Pertanianku — Sejak awal 2019, harga bawang putih terus merangkak naik. Hal tersebut mengundang pertanyaan: ada apa dengan bawang putih? Mengapa tidak ada penurunan harga hingga saat ini?

Berdasarkan Pusat Informasi Harga Pangan Strategis (PIHPS) Nasional, pada 1 Januari 2019 harga rerata bawang putih berada di level Rp26.750 per kilogram (kg). Sementara, pada 10 Januari 2019, harga rerata bawang putih ukuran sedang mulai melonjak tinggi di angka Rp32 ribu per kg.
Mengacu pada catatan tersebut, harga bawang putih pada 14 Februari 2019 menyentuh level Rp38.550 per kg dengan sebaran kenaikan yang semakin bertambah di sejumlah daerah. Adapun wilayah-wilayah yang mengalami tren kenaikan dibanding bulan sebelumnya adalah Jawa Tengah dan Yogyakarta, di mana harga sebelum bulan tersebut berada di rerata Rp24.500—Rp24.250 per kg.
Seperti tidak ada indikasi pada penurunan harga, Senin (18/3) lalu, pemerintah melalui Kementerian Bidang Perekonomian bersama sejumlah instansi pemerintah terkait menggelar rapat koordinasi terbatas (rakortas).
Tujuannya, yaitu memutuskan Bulog sebagai pelaksana importasi bawang putih sebesar 100 ribu ton. Penunjukan tersebut dilakukan sebagai bentuk antisipasi pemerintah dalam menjaga stabilitas harga dan pasokan bawang putih jelang Ramadan.
Usai rakortas berlangsung, rekomendasi impor produk hortikultura (RIPH) disusun oleh Kementerian Pertanian (Kementan) kepada Bulog. Meski Kementan berkali-kali menegaskan bahwa RIPH sudah dikeluarkan sesuai dengan standarisasi aturan baku sehingga tinggal menunggu persetujuan impor (PI) yang perlu ditindaklanjuti Kementerian Perdagangan (Kemendag) untuk Bulog, PI tak kunjung keluar.
Menko Perekonomian Darmin Nasution pada (23/3) menginstruksikan Kemendag untuk segera mengeluarkan PI. Menurut dia, sejauh ini Kemenko Perekonomian telah berkoordinasi dengan Kemendag untuk dapat mengeluarkan PI agar dapat mengintervensi harga yang kian melonjak.
Akan tetapi, Kemendag melalui Menteri Perdagangan, Enggartiasto Lukita menyampaikan masih akan mempertimbangkan kebijakan impor tersebut. Enggar, secara eksplisit pada (7/4) lalu menyebut, impor bawang putih oleh Bulog belum akan dilaksanakan dalam waktu dekat karena Kemendag masih akan memanfaatkan stok bawang milik importir yang masih tersedia.

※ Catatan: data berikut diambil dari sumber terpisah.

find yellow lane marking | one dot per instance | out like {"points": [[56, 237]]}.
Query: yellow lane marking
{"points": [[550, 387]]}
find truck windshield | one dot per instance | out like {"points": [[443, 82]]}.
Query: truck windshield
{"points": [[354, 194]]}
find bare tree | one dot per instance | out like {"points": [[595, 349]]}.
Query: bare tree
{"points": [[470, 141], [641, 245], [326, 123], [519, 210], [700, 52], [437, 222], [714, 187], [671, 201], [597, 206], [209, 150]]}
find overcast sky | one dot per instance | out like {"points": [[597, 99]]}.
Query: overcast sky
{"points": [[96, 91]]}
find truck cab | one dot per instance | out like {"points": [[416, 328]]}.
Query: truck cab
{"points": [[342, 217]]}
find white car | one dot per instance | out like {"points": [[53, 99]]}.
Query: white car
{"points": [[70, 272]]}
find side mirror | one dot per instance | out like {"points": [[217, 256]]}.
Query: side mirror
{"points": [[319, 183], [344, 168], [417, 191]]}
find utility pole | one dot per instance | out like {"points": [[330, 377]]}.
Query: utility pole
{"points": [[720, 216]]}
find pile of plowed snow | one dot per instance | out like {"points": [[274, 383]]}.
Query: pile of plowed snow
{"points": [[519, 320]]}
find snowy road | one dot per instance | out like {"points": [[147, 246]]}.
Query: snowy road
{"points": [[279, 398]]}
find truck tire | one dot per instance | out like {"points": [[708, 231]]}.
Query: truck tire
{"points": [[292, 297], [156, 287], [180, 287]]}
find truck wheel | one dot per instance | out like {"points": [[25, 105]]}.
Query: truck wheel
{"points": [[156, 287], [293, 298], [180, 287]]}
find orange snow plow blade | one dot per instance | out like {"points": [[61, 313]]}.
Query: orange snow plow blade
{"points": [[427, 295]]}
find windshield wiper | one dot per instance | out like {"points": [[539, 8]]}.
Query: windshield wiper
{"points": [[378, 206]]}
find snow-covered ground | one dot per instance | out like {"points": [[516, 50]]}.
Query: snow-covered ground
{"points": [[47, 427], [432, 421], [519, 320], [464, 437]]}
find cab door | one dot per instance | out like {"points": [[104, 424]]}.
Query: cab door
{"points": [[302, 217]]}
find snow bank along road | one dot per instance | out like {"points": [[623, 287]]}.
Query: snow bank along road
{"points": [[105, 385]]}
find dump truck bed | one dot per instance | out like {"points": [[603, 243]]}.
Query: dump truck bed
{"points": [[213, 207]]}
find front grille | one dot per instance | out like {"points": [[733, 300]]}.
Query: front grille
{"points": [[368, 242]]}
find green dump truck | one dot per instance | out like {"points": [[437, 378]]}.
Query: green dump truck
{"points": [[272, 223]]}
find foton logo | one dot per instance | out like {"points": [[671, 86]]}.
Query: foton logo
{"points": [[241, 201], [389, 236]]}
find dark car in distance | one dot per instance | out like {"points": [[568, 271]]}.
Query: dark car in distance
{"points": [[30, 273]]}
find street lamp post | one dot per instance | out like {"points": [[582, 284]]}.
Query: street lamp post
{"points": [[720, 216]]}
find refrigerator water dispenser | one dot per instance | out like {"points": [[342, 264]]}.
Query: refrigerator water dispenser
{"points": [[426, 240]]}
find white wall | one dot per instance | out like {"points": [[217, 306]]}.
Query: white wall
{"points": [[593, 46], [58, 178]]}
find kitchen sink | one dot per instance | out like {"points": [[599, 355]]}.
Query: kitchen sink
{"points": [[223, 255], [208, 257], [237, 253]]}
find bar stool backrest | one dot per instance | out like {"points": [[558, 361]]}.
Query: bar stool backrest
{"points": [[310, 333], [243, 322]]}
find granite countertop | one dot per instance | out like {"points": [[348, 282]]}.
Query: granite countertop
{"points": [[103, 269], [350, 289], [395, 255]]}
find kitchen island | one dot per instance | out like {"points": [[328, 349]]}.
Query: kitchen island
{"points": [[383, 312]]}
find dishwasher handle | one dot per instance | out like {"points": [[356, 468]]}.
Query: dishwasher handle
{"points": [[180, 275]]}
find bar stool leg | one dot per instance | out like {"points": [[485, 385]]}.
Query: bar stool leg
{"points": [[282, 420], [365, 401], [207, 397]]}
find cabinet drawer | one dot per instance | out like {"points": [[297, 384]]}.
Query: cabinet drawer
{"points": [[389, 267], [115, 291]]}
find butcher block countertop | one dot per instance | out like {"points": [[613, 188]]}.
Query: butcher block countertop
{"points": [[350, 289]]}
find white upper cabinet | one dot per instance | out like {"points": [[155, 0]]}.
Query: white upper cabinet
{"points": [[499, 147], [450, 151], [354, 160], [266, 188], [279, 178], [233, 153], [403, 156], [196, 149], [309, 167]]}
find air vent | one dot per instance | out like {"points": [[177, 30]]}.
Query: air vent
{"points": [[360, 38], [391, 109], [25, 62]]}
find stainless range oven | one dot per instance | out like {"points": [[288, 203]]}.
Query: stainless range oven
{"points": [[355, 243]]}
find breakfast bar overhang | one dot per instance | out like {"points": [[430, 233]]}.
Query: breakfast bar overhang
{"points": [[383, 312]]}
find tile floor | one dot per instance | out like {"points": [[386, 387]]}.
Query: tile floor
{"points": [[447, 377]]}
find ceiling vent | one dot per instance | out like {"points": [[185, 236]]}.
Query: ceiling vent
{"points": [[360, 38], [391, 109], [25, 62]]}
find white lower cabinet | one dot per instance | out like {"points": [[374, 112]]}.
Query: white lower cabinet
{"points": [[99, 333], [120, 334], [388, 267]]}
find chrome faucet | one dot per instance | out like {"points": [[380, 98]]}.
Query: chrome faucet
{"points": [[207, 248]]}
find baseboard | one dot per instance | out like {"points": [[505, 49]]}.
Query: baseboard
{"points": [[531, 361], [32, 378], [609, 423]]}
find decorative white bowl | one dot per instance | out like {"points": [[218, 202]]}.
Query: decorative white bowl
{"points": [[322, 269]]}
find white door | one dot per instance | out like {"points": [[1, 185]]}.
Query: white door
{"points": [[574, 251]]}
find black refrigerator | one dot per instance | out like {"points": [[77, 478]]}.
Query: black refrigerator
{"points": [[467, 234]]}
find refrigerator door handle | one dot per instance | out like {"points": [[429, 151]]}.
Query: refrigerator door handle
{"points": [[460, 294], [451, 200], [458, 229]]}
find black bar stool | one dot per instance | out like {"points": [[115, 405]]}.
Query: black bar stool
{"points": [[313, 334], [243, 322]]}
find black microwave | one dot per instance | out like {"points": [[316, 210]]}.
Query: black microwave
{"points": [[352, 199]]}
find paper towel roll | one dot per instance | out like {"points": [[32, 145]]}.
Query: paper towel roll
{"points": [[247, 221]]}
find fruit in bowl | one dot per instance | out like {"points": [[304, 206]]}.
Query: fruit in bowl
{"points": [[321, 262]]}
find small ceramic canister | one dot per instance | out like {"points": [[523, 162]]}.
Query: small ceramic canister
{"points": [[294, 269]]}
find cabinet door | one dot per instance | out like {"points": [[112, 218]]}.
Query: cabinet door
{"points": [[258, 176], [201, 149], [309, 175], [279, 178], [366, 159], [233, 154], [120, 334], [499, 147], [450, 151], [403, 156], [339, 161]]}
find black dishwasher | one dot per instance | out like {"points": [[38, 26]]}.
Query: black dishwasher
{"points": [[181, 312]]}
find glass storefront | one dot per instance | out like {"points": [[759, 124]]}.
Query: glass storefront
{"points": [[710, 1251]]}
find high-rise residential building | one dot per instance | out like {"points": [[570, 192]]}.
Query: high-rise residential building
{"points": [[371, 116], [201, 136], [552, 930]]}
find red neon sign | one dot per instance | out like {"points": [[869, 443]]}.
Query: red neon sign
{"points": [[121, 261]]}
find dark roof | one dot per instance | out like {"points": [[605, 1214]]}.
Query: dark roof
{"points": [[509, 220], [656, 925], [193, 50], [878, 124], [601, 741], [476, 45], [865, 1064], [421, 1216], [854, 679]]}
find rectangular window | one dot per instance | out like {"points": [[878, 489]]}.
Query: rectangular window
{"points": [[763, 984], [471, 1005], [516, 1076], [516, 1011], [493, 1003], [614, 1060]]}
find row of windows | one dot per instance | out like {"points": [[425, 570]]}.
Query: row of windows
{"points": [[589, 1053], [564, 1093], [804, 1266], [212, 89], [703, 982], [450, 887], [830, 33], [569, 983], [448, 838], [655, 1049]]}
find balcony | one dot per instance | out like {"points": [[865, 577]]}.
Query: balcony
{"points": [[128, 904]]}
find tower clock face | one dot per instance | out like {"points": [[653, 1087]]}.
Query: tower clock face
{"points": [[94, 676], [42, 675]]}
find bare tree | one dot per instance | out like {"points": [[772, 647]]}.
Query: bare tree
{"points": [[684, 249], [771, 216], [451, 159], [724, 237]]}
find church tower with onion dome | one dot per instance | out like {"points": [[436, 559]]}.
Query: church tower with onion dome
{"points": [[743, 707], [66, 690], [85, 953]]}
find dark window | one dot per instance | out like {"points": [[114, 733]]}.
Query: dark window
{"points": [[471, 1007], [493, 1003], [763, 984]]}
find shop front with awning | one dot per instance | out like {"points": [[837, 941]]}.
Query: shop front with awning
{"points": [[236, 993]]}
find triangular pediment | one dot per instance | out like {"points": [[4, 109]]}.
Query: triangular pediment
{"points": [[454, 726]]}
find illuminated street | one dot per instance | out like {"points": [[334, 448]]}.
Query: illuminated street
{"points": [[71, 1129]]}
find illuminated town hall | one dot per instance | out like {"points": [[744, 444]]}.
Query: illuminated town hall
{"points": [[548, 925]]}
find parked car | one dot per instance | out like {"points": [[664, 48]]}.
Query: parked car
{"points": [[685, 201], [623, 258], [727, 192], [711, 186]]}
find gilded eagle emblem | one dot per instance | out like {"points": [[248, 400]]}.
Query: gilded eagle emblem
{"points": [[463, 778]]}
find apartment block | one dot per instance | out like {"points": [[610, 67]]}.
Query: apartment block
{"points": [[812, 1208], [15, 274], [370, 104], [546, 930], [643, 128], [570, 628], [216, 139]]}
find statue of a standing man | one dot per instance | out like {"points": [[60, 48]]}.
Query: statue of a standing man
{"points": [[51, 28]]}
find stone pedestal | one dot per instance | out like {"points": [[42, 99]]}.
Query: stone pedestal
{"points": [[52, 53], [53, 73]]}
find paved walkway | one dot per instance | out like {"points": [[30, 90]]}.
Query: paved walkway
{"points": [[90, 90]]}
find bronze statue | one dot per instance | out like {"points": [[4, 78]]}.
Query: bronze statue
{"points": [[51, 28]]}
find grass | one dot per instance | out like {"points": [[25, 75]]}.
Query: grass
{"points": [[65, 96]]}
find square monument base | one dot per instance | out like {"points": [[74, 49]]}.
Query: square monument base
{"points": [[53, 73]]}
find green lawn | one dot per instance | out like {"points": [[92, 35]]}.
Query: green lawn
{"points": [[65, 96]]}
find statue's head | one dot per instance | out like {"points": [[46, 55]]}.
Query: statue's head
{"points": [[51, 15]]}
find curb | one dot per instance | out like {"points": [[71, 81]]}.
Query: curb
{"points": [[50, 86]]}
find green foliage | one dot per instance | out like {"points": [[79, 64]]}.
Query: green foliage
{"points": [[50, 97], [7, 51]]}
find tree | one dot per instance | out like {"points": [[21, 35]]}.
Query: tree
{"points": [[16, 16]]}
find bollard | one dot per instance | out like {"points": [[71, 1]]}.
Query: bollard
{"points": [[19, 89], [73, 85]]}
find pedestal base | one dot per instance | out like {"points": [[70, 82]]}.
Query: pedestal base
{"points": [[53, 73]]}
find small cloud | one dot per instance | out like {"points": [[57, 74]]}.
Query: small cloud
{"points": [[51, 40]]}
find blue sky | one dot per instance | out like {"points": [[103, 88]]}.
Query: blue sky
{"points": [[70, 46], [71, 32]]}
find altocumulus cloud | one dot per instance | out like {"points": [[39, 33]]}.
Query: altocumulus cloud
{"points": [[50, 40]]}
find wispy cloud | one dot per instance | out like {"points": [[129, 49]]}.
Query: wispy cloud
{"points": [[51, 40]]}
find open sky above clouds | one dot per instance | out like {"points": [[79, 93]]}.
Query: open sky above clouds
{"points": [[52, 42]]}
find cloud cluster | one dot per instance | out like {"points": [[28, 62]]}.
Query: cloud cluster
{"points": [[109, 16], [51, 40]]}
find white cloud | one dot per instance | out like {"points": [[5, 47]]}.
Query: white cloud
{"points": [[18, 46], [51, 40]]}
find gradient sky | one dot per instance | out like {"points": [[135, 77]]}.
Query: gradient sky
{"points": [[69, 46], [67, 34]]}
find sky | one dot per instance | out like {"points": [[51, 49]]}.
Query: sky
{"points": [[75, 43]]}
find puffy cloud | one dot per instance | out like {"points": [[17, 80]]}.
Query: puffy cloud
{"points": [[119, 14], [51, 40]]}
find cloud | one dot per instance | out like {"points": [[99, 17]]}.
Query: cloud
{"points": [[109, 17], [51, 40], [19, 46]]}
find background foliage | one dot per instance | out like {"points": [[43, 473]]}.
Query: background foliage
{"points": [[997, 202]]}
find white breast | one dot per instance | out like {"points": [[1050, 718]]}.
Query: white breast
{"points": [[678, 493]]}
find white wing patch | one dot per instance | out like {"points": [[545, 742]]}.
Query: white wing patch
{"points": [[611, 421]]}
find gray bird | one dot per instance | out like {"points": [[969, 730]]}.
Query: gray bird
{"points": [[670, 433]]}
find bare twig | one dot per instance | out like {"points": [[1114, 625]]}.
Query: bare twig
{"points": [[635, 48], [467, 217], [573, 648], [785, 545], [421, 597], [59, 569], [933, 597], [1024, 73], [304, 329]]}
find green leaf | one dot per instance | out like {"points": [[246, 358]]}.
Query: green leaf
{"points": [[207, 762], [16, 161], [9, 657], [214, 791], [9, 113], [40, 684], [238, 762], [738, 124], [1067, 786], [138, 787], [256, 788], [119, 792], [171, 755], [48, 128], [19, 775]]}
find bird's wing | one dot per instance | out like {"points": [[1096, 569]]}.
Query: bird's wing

Namun, PI bawang putih tak kunjung keluar dan harga terpantau semakin melonjak tinggi. Seiring drama tarik ulur pemberian PI kepada Bulog, pemerintah melalui Kementan dan Kemendag gencar menggelar operasi pasar (OP) di sejumlah wilayah. Kedua instansi negara tersebut mengklaim melakukan OP bawang dengan memanfaatkan stok milik importir sebesar 115 ribu.
Stok milik importir sisa importasi tahun lalu tersebut diklaim siap membanjiri pasar dan menjaga stabilitas harga. Namun, menjelang penutup akhir April 2019, harga bawang putih terus melonjak hingga menyentuh level Rp61 ribu. Di beberapa daerah, harga bahkan menyentuh level Rp70 ribu per kg.
Di saat harga melonjak tinggi, secara mengejutkan pada (26/4) lalu, Kemendag justru mengeluarkan PI kepada delapan importir dengan kuota importasi sebesar 115.765 ton. Kendati kuota impor tersebut tidak sesuai dengan komitmen rakortas yang ada, bawang putih impor milik importir siap mengguyur Indonesia beberapa waktu lagi. Lalu, Bulog masih akan berupaya untuk mendapatkan komitmen pemerintah yang menugaskannya sebagai pelaksana impor.
Sebenarnya, kisruh pelaksana impor diawali dengan ketidaksinkronan data stok bawang putih antara Kemendag dan Kementan. Padahal, harusnya pemerintah saling berkoordinasi dan menerapkan pendataan satu pintu, agar penyusunan kebijakan impor dapat ditindaklanjuti dengan akurat.